The doctor offers his patients what he calls a list of options for the transition period before bed, including “take a luxurious bath, write in the personal note or even sit outside, if the weather permits, and gaze at the stars” , explaining that the goal is to find activities with “excitability”. Low “enjoy.

It’s about your favorite show

At a time when many doctors warn against using the phone or computer or watching TV before bed, the health specialist points out that the content you watch is what strikes Tom the most, and not the device. itself, pointing out what watching a thriller movie – or reading a novel like this – will make you stay a little longer. Instead, it recommends watching something relaxing, and it’s best to watch a show you’ve already seen.

If you can’t sleep … move

The author of the book explains that with advancing age, especially between the fifties, sixties and seventies, sleep becomes “more fragmented”, with the need to urinate frequently, or because he suffers from one pain or another. , but points out that older people need to get enough rest A recent study found that adults over the age of 50 who slept five hours or less each night had a higher risk of developing chronic disease than those who slept at least seven hours.

In general, if you have a hard time falling asleep or staying asleep, you should get out of bed, says the psychologist, who recommends giving yourself about 20 minutes and heading to the sofa or living room to do a quiet act, such as knitting or meditating.

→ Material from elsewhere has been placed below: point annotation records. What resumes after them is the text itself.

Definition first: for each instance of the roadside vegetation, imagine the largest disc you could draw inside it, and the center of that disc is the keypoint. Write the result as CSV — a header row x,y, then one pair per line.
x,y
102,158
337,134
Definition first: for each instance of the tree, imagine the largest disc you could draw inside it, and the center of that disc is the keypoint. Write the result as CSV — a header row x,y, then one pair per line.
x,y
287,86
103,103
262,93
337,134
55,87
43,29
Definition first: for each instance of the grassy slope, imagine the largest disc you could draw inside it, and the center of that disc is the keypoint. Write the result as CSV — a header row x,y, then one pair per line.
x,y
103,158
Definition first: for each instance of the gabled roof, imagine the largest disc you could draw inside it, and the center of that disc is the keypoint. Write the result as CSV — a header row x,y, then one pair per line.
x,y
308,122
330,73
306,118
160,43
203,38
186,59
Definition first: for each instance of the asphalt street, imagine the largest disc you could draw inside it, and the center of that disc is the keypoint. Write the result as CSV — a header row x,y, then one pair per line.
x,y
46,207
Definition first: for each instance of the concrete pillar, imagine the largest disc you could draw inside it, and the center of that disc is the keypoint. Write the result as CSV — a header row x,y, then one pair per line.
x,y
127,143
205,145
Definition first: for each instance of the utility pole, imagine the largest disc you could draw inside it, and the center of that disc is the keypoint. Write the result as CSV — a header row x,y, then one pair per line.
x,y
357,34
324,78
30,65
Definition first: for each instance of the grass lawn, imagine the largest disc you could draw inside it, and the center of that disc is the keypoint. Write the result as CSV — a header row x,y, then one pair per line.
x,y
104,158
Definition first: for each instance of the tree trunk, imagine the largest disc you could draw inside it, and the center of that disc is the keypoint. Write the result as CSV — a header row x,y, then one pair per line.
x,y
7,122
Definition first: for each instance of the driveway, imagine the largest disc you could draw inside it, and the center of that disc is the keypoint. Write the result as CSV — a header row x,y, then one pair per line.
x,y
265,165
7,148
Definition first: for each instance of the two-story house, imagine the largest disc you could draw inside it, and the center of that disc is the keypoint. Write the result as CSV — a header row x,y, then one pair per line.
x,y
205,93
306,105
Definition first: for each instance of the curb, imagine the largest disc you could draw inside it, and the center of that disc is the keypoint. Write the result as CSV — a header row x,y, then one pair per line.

If you don’t want to move, or can’t, sitting in bed or changing sleeping positions can help too, by reading, listening to soothing music or playing a soothing podcast – an activity that calms you down, until you feel sleepy again.

Don’t press yourself

The psychology expert points out that after a night or even a few bad nights, this doesn’t mean your sleep will be ruined in the long run, pointing out that “the parents of the children can tell you that you can survive despite the bad nights of sleep.”

The speaker himself invites people who are unable to sleep continuously to consult specialists or clinicians for treatment, underlining that even in chronic cases, insomnia can be cured, thanks to drugs or by treating its root causes.